Investing.com - The U.S. dollar rose against its Canadian counterpart on Thursday, bouncing off a one-month low as upbeat U.S. jobless claims data lent support to the greenback, while declining oil prices dampened demand for the commodity-related Canadian currency.
USD/CAD hit 1.2763 during early U.S. trade, the session high; the pair subsequently consolidated at 1.2755, up 0.50%.
The pair was likely to find support at 1.2647, the low of April 25 and resistance at 1.2984, the high of June 6.
The U.S. Department of Labor said the number of individuals filing for initial jobless benefits in the week ending June 4 decreased by 4,000 to 264,000 from the previous week’s total of 268,000, which was revised up from the initial read of 267,000.
Analysts had expected jobless claims to rise by 3,000 to 270,000 last week.
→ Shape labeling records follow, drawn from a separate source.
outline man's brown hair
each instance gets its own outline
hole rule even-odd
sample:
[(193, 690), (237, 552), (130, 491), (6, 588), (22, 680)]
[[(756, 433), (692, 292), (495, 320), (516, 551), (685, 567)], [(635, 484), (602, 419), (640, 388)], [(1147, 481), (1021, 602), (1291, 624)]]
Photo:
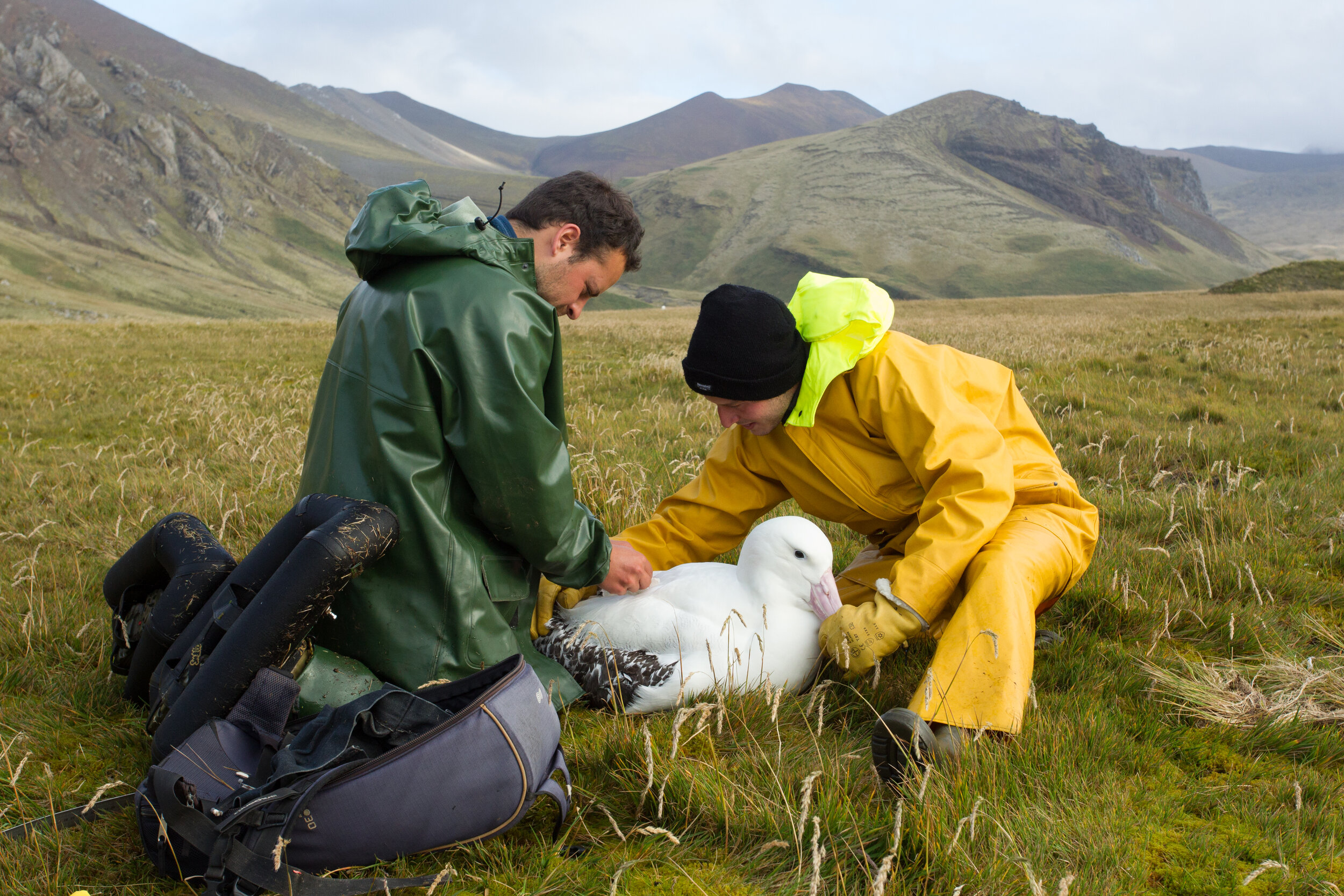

The greenback weakened earlier in the week, as markets pushed back expectations on the timing of the next rate hike by the U.S. central bank after Friday’s dismal employment report for May, which showed the slowest rate of jobs growth since September 2010.
A speech by Fed Chair Janet Yellen on Monday indicated that interest rates won’t rise until uncertainty over the economic outlook is resolved.
Yellen said she expects the economic recovery to continue but gave no indications on the timing of a next rate increase.
Meanwhile, the Canadian dollar came under pressure as oil prices moved lower on Thursday amid profit-taking following the previous session’s sharp rally.
The loonie was higher against the euro, with EUR/CAD shedding 0.21% to 1.4436.
Data earlier showed that Germany’s trade surplus widened to €24.0 billion from revised €23.7 billion in March.
Meanwhile, European Central Bank President Mario Draghi warned Thursday that uncertainty over the future of the euro is holding back progress in the region.
The comments came during a speech at the Brussels Economic Forum.